Re: Have I found an interval arithmetic bug? - Mailing list pgsql-hackers

From Bruce Momjian
Subject Re: Have I found an interval arithmetic bug?
Date
Msg-id 20210402180549.GF9270@momjian.us
Whole thread Raw
Responses Re: Have I found an interval arithmetic bug?
Re: Have I found an interval arithmetic bug?
List pgsql-hackers
On Thu, Apr  1, 2021 at 09:46:58PM -0700, Bryn Llewellyn wrote:
> Or am I misunderstanding something?
> 
> Try this. The result of each “select” is shown as the trailing comment on the
> same line. I added whitespace by hand to line up the fields.
> 
> select interval '-1.7 years';                          -- -1 years -8 mons
> 
> select interval '29.4 months';                         --  2 years  5 mons 12
> days
> 
> select interval '-1.7 years 29.4 months';              --           8 mons 12
> days << wrong
> select interval '29.4 months -1.7 years';              --           9 mons 12
> days
> 
> select interval '-1.7 years' + interval '29.4 months'; --           9 mons 12
> days
> select interval '29.4 months' + interval '-1.7 years'; --           9 mons 12
> days
> 
> As I reason it, the last four “select” statements are all semantically the
> same. They’re just different syntaxes to add the two intervals  the the first
> two “select” statements use separately. There’s one odd man out. And I reason
> this one to be wrong. Is there a flaw in my reasoning?

[Thread moved to hackers.]

Looking at your report, I thought I could easily find the cause, but it
wasn't obvious.  What is happening is that when you cast a float to an
integer in C, it rounds toward zero, meaning that 8.4 rounds to 8 and
-8.4 rounds to -8.  The big problem here is that -8.4 is rounding in a
positive direction, while 8.4 rounds in a negative direction.  See this:

    int(int(-8.4) + 29)
            21
    int(int(29) + -8.4)
            20

When you do '-1.7 years' first, it become -8, and then adding 29 yields
21.  In the other order, it is 29 - 8.4, which yields 20.6, which
becomes 20.  I honestly had never studied this interaction, though you
would think I would have seen it before.  One interesting issue is that
it only happens when the truncations happen to values with different
signs --- if they are both positive or negative, it is fine.

The best fix I think is to use rint()/round to round to the closest
integer, not toward zero.  The attached patch does this in a few places,
but the code needs more research if we are happy with this approach,
since there are probably other cases.  Using rint() does help to produce
more accurate results, thought the regression tests show no change from
this patch.

> Further… there’s a notable asymmetry. The fractional part of “1.7 years” is 8.4
> months. But the fractional part of the months value doesn’t spread further down
> into days. However, the fractional part of “29.4 months” (12 days) _does_
> spread further down into days. What’s the rationale for this asymmetry?

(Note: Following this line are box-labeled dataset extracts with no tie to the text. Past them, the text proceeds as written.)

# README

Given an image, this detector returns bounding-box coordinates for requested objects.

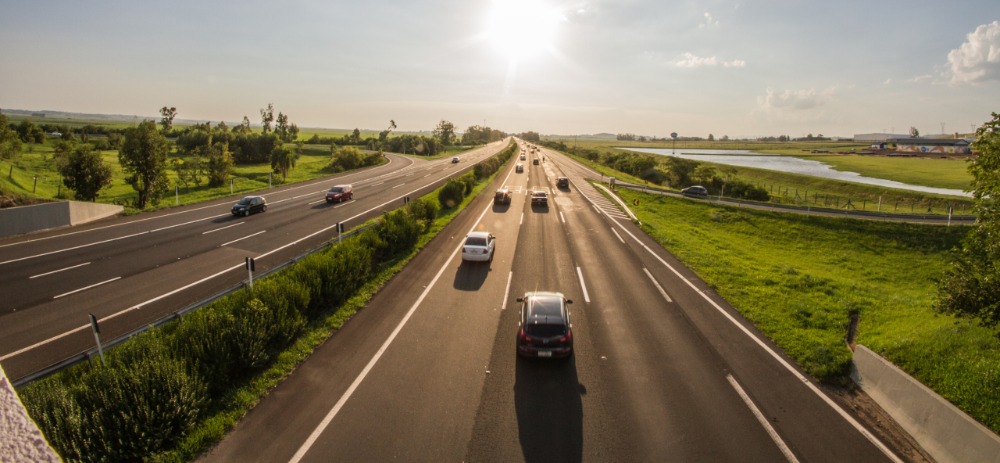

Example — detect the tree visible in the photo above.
[271,145,299,180]
[59,145,112,201]
[260,103,274,133]
[274,112,291,142]
[434,119,455,146]
[937,113,1000,337]
[0,113,21,159]
[118,121,170,209]
[160,106,177,132]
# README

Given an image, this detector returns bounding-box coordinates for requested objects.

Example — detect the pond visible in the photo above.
[619,148,971,197]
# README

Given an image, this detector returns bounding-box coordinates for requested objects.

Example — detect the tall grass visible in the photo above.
[619,189,1000,432]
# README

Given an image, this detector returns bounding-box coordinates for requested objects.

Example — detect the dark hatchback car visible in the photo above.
[326,185,354,203]
[517,291,573,358]
[233,196,267,215]
[681,185,708,198]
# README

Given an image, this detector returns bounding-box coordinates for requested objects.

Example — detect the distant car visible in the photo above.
[531,190,549,207]
[493,187,510,204]
[326,185,354,203]
[681,185,708,198]
[232,196,267,216]
[462,232,497,262]
[517,291,573,358]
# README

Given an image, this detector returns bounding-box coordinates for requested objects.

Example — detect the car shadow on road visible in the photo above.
[452,260,496,291]
[514,356,587,463]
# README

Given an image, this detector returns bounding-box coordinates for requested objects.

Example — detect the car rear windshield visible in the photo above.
[465,236,486,246]
[524,323,566,337]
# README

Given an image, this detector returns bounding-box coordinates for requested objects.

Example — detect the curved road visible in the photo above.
[202,141,901,462]
[0,143,505,379]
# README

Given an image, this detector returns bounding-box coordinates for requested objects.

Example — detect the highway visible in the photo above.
[0,143,505,379]
[201,143,901,462]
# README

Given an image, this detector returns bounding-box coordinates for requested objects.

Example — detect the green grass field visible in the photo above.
[619,189,1000,431]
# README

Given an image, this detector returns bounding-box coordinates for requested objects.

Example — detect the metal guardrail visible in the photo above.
[10,224,374,389]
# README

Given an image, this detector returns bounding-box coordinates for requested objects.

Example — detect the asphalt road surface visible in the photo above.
[0,143,506,379]
[202,142,912,462]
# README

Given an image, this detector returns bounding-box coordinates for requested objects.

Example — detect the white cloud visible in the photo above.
[757,87,836,113]
[676,53,747,68]
[948,21,1000,84]
[698,11,719,28]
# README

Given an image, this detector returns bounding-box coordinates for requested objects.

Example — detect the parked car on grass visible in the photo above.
[326,185,354,203]
[232,196,267,216]
[462,232,497,262]
[681,185,708,198]
[517,291,573,358]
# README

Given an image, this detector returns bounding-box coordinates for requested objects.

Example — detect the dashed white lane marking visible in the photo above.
[726,375,799,463]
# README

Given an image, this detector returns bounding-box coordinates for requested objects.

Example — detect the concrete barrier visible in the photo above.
[851,345,1000,463]
[0,201,125,237]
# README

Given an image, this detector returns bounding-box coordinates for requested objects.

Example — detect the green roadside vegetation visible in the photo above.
[618,189,1000,432]
[542,140,972,215]
[19,144,517,462]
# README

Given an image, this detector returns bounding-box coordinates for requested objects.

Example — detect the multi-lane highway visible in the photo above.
[0,143,506,379]
[195,143,916,462]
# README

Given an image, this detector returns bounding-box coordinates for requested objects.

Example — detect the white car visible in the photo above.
[462,232,497,262]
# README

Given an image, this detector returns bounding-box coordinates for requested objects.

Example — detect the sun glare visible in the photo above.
[486,0,563,59]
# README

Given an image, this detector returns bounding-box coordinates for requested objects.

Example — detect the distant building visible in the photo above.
[887,138,972,154]
[854,133,909,144]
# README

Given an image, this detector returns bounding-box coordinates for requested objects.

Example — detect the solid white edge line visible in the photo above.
[52,277,122,299]
[611,227,625,244]
[612,219,903,463]
[28,262,90,280]
[726,374,799,463]
[642,267,674,302]
[576,267,590,304]
[500,270,514,310]
[288,186,493,463]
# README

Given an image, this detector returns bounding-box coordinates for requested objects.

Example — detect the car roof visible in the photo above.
[524,291,566,323]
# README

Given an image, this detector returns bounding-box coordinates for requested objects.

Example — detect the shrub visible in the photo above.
[438,179,465,209]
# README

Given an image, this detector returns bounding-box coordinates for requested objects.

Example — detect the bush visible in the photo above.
[438,179,465,209]
[20,331,207,461]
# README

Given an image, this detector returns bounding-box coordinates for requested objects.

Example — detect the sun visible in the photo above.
[486,0,564,60]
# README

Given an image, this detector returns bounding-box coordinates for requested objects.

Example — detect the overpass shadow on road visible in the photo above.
[514,356,587,463]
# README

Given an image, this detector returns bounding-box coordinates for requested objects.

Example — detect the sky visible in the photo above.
[0,0,1000,138]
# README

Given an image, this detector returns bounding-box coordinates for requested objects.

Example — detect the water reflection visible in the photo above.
[620,148,972,196]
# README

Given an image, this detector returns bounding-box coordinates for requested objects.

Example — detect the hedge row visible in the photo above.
[20,199,439,461]
[438,144,518,209]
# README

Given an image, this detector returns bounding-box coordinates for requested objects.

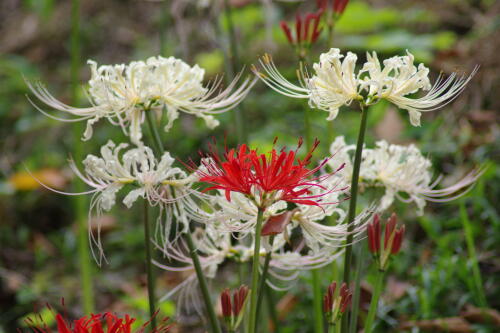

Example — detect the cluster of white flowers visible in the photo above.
[155,174,376,308]
[330,136,482,215]
[57,141,203,264]
[28,56,256,145]
[253,48,477,126]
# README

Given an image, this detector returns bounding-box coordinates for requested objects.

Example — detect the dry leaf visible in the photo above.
[400,317,473,333]
[9,169,68,191]
[461,305,500,327]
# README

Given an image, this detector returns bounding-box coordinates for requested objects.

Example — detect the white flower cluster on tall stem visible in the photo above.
[57,141,198,264]
[28,56,256,145]
[330,136,482,215]
[155,171,375,307]
[253,48,477,126]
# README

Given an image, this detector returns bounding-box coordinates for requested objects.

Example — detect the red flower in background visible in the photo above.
[27,312,172,333]
[316,0,349,15]
[366,213,405,271]
[192,139,343,208]
[280,10,323,46]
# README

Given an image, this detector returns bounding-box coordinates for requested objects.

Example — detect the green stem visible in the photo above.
[144,109,165,154]
[160,1,170,56]
[224,0,248,143]
[248,207,264,333]
[71,0,94,314]
[364,271,385,333]
[256,235,275,316]
[349,244,365,333]
[264,286,280,333]
[304,108,312,150]
[145,110,222,333]
[143,199,156,332]
[185,232,222,333]
[311,269,325,333]
[328,23,333,48]
[460,200,488,308]
[342,104,368,333]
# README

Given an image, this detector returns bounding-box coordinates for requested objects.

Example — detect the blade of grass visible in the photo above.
[460,199,488,308]
[70,0,94,314]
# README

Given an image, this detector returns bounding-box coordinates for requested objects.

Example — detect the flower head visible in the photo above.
[38,141,197,265]
[360,51,477,126]
[330,136,482,215]
[253,48,362,120]
[323,281,352,325]
[28,56,255,145]
[252,48,477,126]
[316,0,349,16]
[27,312,172,333]
[220,285,249,331]
[280,10,323,58]
[367,213,405,271]
[191,140,340,208]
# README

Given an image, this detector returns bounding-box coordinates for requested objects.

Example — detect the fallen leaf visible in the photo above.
[400,317,473,333]
[461,305,500,327]
[9,169,68,191]
[90,215,116,233]
[383,276,411,303]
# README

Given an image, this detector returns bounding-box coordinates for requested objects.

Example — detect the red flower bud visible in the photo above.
[316,0,328,10]
[323,281,337,313]
[333,0,349,14]
[295,14,302,44]
[391,225,405,254]
[367,214,380,254]
[233,285,248,316]
[280,21,293,44]
[220,289,231,317]
[384,213,397,250]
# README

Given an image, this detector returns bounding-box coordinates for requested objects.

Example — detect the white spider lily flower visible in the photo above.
[27,56,256,145]
[58,141,192,265]
[294,182,375,253]
[253,48,362,120]
[153,220,348,314]
[330,136,483,215]
[360,51,478,126]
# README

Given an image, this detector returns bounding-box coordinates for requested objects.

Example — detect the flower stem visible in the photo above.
[248,207,264,333]
[304,108,313,150]
[185,232,222,333]
[255,235,275,322]
[71,0,94,313]
[145,110,222,333]
[364,270,385,333]
[160,1,170,57]
[349,244,365,333]
[460,200,488,308]
[144,109,165,154]
[143,199,156,331]
[264,286,280,333]
[342,104,368,333]
[311,269,325,333]
[224,0,248,143]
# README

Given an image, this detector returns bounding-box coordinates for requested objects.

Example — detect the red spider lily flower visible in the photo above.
[323,281,352,325]
[280,10,323,48]
[367,213,405,271]
[316,0,349,15]
[22,312,172,333]
[220,285,249,331]
[191,139,343,209]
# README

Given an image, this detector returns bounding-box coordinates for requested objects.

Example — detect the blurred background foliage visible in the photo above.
[0,0,500,333]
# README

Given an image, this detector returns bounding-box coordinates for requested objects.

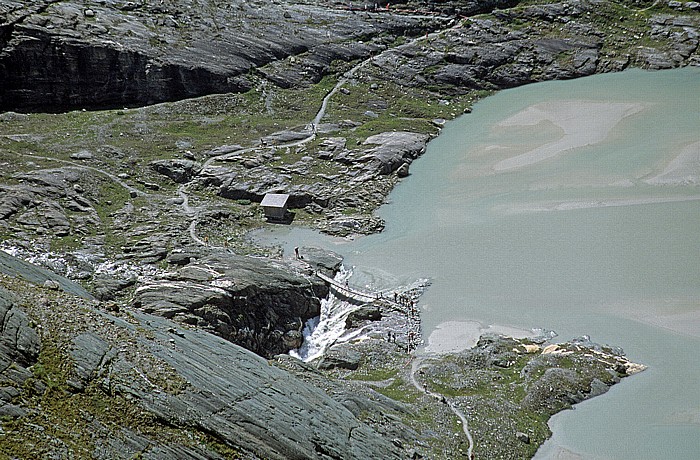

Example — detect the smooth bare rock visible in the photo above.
[299,246,343,276]
[134,253,328,356]
[0,290,41,404]
[149,159,201,184]
[67,333,117,391]
[361,131,430,174]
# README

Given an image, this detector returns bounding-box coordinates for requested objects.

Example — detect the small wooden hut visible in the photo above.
[260,193,289,220]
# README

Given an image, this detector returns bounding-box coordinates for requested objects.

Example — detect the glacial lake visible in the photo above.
[261,68,700,459]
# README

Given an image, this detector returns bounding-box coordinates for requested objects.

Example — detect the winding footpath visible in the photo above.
[410,355,474,458]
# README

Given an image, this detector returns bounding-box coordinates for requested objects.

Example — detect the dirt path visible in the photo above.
[410,355,474,458]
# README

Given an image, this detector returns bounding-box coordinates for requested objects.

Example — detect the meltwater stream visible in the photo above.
[262,68,700,459]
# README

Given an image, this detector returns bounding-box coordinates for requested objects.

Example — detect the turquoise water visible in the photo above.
[258,69,700,459]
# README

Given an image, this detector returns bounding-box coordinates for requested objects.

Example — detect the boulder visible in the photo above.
[361,131,430,174]
[149,159,201,184]
[317,345,362,371]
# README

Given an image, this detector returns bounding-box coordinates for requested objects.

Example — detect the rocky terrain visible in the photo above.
[0,0,700,458]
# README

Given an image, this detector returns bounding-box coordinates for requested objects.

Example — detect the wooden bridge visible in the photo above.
[316,272,388,305]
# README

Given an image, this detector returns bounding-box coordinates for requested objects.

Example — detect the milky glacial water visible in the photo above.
[256,69,700,459]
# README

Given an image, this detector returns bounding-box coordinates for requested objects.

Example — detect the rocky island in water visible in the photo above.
[0,0,700,459]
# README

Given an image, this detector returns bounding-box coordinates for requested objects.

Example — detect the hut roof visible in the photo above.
[260,193,289,208]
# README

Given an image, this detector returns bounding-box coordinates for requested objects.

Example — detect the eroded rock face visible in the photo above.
[134,253,328,357]
[0,288,41,418]
[0,0,440,110]
[0,252,403,460]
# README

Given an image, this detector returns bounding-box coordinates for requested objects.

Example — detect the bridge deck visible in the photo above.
[316,272,386,304]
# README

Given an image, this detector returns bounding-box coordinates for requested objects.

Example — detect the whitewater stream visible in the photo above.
[257,69,700,459]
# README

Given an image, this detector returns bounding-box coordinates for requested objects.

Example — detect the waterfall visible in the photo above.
[289,267,361,362]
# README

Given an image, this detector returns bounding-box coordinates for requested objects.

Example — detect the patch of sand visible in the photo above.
[645,141,700,185]
[493,101,644,171]
[494,195,700,215]
[425,321,535,354]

Yes, looking at the code, it seems we only spill down to one unit, not
more.  I think we need to have a discussion if we want to change that. 
I think the idea was that if you specify a non-whole number, you
probably want to spill down one level, but don't want it spilling all
the way to milliseconds, which is certainly possible.

> I can’t see that my observations here can be explained by the difference
> between calendar time and clock time. Here I’m just working with non-metric
> units like feet and inches. One year is just defined as 12 months. And one
> month is just defined as 30 days. All that stuff about adding a month to
> 3-Feb-2020 taking you to 3-Mar-2020 (same for leap years an non-leap years) ,
> and that other stuff about adding one day to 23:00 on the day before the
> “spring forward” moment taking you to 23:00 on the next day (i.w. when
> intervals are added to timestamps) is downstream of simply adding two
> intervals.

Ah, seems you have done some research.  ;-)

-- 
  Bruce Momjian  <bruce@momjian.us>        https://momjian.us
  EDB                                      https://enterprisedb.com

  If only the physical world exists, free will is an illusion.